The considerable attention of researchers from both pharmaceutical companies and academies concerning the modulation of the ghrelin system by using GHS-R1a ligands is demonstrated by the large number of papers published in the last years. This interest is due to the fact that GHS-R1a represents a promising target for the treatment of numerous disorders. In particular, while agonists have shown efficacy in the management of anorexia, cachexia, sarcopenia and gastrointestinal diseases, epilepsy, and pain and neurodegenerative disorders, antagonists and inverse agonists have proved to have potential in the treatment of substance use disorders and metabolic diseases, including obesity and diabetes. Over the years, compounds with different molecular scaffolds have been identified, and some of them have been extensively studied in clinical trials. In this regard, inverse agonists have demonstrated to be more effective candidates than antagonists for preclinical and clinical studies, as they are able to reduce the unusually high constitutive activity of GHS-R1a.

Another important aspect concerns the development of PET imaging GHS-R1a radiolabeled ligands, potentially useful for diagnosis and treatment of cancer and cardiovascular diseases as well as for the study of GHS-R1a localization and functions in the body.

The recently resolved structures of GHS-R1a bound to ghrelin or potent ligands have greatly improved the knowledge of the molecular mechanism for GHS-R1a recognition and activation and provided useful information for the design of new GHS-R1a selective drugs.

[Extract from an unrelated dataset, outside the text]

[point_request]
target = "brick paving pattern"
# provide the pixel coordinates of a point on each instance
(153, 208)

A further strategy for the discovery of new drugs has originated from the assessment of the functional profile of small molecules in different signaling pathways of GHS-R1a to evaluate whether they behave as biased ligands. This approach has helped to improve the knowledge of the biological functions associated with each pathway and to identify functionally selective compounds, which might be useful for the treatment of diseases associated with the modulation of a specific signaling pathway, avoiding potential side effects.

Overall, this perspective aims to provide information which might help to develop new potent GHS-R1a agonists, antagonists, and inverse agonists to clarify the role played by GHS-R1a in the diseases in which it is involved and to identify new pharmacological tools potentially useful for their treatment.